The company said growth in the U.S. and China will push revenue from home robots up 11 to 13 percent.
And while iRobot executives say fiscal 2015 revenue will be $625 million to $635 million, they feel earnings per share (EPS) will be narrower than originally expected. Initially pegged at $1.25 to $1.45, they now expect EPS to be $1.25 to $1.35. Adjusted EBITDA projections remain the same: $85 million to $90 million.
IRobot’s in-home products include floor vacuums, scrubbers and moppers. Outside products include automated pool-maintenance devices and gutter cleaners.
In addition, iRobot executives have filed documents with the Federal Communications Commission to sell a robotic, battery-powered lawnmower. (The radio signals used to control the device fall under the FCC’s purview.)
Its office-environment systems include mobile pedestals for video collaboration, a telemedicine device, and bases for use with third-party pedestal products.
Defense and public safety systems include small, compact-treaded scramblers. IRobot designed the smallest model to be thrown into situations in which it can right itself and carry out commands. It can run detection, disruption, investigation, and surveillance missions. Larger hazardous-material machines have an arm ending in a pincer to move objects.
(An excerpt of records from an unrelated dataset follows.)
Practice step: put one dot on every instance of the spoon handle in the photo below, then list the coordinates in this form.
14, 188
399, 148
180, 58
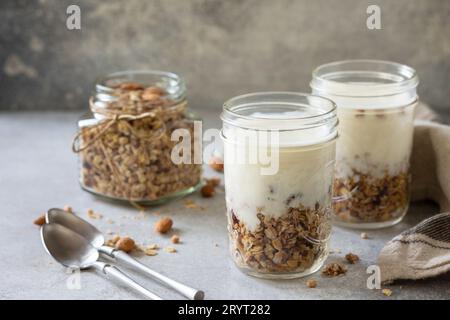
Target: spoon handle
190, 293
115, 273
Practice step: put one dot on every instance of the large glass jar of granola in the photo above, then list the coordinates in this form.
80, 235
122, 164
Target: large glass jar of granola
376, 102
125, 145
279, 150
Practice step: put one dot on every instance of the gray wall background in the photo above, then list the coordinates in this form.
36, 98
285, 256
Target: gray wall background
222, 48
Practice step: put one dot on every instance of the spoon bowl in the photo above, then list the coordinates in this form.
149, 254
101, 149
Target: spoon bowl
67, 247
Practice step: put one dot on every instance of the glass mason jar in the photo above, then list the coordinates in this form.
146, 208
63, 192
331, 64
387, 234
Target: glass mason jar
125, 144
279, 151
376, 102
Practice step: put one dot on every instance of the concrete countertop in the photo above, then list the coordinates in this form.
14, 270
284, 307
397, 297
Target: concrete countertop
39, 171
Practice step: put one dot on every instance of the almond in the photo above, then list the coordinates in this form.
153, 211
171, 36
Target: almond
163, 225
40, 220
125, 244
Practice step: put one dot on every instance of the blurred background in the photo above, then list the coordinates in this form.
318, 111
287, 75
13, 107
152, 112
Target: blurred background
222, 48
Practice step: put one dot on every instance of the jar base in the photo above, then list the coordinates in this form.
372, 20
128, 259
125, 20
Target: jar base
368, 225
283, 276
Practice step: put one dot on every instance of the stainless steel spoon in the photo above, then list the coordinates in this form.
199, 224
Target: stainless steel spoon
73, 251
96, 238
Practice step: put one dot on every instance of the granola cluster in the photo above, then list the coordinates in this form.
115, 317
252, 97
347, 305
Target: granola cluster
362, 198
291, 243
131, 160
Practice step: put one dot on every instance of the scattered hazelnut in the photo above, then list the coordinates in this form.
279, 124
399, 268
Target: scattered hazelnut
387, 292
334, 270
208, 191
40, 220
150, 252
68, 209
125, 244
311, 283
213, 182
351, 258
175, 239
170, 249
216, 164
163, 225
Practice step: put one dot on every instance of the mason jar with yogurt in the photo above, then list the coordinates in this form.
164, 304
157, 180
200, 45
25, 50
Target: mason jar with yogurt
279, 151
376, 102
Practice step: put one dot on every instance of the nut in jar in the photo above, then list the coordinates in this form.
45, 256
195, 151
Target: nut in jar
125, 148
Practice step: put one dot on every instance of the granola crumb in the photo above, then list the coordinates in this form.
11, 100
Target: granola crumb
351, 258
208, 191
175, 239
150, 252
163, 225
334, 270
125, 244
112, 242
364, 236
93, 215
191, 204
216, 164
387, 292
40, 220
311, 283
170, 249
153, 246
68, 209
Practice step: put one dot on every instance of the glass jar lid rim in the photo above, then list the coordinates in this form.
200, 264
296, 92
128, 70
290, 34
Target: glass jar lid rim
393, 78
293, 101
100, 82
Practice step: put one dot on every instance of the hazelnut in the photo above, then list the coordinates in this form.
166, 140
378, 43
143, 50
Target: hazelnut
131, 86
125, 244
311, 283
68, 209
216, 164
208, 191
351, 258
213, 182
163, 225
40, 220
175, 239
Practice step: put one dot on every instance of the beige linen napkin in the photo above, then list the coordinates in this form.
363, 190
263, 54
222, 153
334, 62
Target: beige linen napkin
424, 251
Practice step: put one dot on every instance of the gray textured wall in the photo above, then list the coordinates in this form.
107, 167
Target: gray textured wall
222, 48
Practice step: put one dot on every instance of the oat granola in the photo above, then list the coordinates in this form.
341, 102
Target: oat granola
293, 242
362, 198
130, 158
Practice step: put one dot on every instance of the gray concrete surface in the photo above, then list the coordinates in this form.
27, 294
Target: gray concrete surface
39, 171
222, 47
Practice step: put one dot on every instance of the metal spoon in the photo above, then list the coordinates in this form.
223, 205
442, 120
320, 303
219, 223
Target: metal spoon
96, 238
73, 251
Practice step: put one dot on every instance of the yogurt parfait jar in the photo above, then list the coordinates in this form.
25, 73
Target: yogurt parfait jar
279, 151
376, 102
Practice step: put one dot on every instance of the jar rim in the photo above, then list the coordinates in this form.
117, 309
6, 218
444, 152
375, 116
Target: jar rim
177, 84
363, 78
237, 110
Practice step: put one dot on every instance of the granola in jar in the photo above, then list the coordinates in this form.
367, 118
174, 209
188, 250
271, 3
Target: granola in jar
125, 148
376, 102
279, 221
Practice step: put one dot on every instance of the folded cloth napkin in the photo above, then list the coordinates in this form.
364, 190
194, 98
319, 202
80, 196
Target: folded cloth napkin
424, 251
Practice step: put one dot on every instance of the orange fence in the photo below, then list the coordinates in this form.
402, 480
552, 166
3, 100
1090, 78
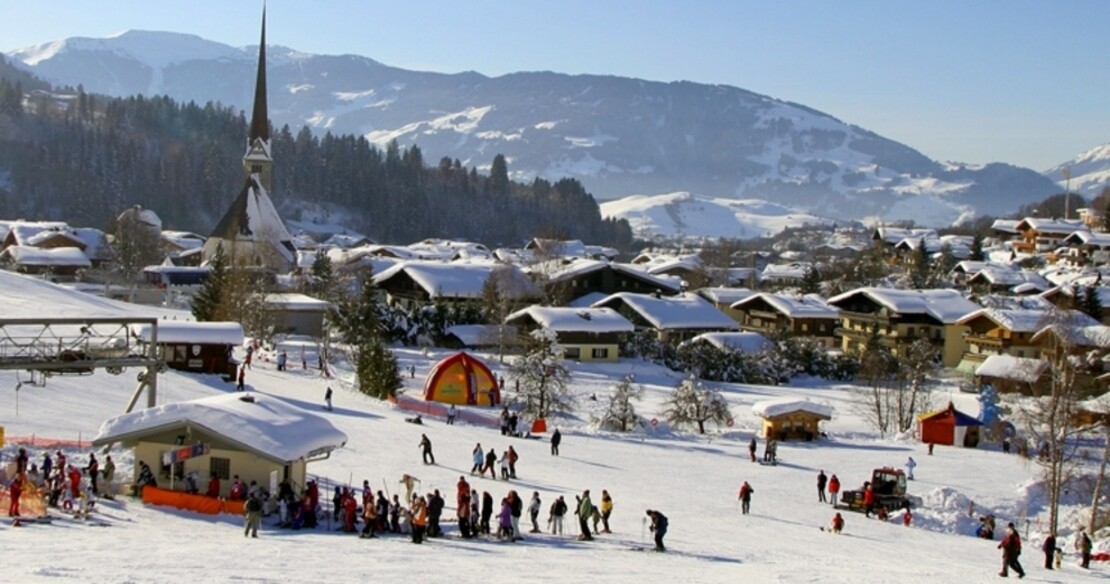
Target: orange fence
208, 505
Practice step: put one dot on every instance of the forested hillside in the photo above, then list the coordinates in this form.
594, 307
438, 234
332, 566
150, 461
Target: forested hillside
81, 158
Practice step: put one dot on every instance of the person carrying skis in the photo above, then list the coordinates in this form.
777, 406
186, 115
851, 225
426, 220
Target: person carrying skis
585, 510
534, 511
425, 445
745, 497
1011, 549
658, 527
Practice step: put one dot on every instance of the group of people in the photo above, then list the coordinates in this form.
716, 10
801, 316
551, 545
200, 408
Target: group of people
62, 484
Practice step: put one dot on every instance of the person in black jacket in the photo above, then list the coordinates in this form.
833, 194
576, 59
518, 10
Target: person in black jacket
658, 527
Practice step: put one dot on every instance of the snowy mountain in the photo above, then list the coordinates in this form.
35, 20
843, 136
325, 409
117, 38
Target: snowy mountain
685, 214
617, 136
1090, 171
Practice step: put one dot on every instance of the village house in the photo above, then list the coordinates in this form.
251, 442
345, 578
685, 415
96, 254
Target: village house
902, 316
673, 319
585, 334
790, 315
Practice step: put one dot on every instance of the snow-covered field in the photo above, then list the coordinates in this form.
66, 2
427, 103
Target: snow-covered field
690, 479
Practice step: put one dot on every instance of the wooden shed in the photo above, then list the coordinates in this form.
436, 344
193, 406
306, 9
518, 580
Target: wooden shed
948, 426
791, 419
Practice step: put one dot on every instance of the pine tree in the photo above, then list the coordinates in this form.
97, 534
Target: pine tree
692, 403
207, 303
543, 375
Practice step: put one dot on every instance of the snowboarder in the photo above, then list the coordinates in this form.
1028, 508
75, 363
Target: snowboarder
1049, 549
534, 511
425, 445
745, 497
658, 527
1011, 549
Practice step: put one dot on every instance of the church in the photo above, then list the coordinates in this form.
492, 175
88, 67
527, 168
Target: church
251, 232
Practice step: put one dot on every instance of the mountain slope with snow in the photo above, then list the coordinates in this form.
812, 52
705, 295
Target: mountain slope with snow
617, 136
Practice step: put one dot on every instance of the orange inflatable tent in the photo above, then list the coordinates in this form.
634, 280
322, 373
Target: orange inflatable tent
462, 380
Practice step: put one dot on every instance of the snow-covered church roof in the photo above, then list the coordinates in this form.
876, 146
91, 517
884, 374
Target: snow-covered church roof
266, 425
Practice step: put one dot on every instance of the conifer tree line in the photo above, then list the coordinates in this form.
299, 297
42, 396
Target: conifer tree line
84, 158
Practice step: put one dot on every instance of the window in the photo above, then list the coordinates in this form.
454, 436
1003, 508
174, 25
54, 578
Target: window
221, 467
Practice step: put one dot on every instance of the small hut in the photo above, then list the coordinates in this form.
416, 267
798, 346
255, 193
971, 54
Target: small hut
462, 379
948, 426
791, 419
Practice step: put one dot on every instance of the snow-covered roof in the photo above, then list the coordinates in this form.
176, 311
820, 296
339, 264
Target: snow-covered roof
188, 332
688, 311
561, 319
1011, 368
794, 306
745, 341
46, 257
461, 280
294, 301
263, 424
776, 408
724, 295
945, 305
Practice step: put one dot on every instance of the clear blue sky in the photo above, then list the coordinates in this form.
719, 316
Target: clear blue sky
1019, 81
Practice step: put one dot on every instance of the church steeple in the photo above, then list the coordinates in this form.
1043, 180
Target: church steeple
258, 160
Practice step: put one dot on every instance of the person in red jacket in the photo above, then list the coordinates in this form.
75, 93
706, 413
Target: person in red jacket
868, 500
14, 491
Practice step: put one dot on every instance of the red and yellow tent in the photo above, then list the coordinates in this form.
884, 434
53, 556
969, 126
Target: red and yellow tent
463, 380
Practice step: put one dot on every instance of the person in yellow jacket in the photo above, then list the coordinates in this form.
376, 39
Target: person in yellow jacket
420, 519
606, 511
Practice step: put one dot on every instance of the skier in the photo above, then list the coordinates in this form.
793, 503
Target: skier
512, 462
745, 497
425, 444
478, 457
534, 511
585, 510
1049, 549
1083, 544
252, 514
658, 527
1011, 549
606, 511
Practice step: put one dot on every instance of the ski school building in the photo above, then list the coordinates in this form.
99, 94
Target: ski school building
258, 438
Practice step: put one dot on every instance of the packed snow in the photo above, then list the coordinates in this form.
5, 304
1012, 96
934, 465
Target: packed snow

According to the source, Red Mountain executives say iRobot will return more profit to shareholders if it pulls back to consumer-oriented products. It would free cash flow by eliminating the financial drag of other areas. If nothing else, defense spending is a political football, while home robotics is steadily growing.
CEOs and their boards never like interference from activist hedge funds, but a few have come to realize that interlopers might have valid points, said Jim Shein, clinical professor of strategy at the Kellogg School of Management at Northwestern University.
“If you track activist investors, they fell with the market in 2007 and then rose with the market,” Shein said. “But they began to outshine the market in 2012. Sometimes they have good ideas.”
Robotics giant FANUC Corp. is also dealing with an activist investor. In March, hedge fund Third Point LLC began demanding that the attention-phobic FANUC return profits from cash reserves to investors and that it operate more transparently and regularly with shareholders.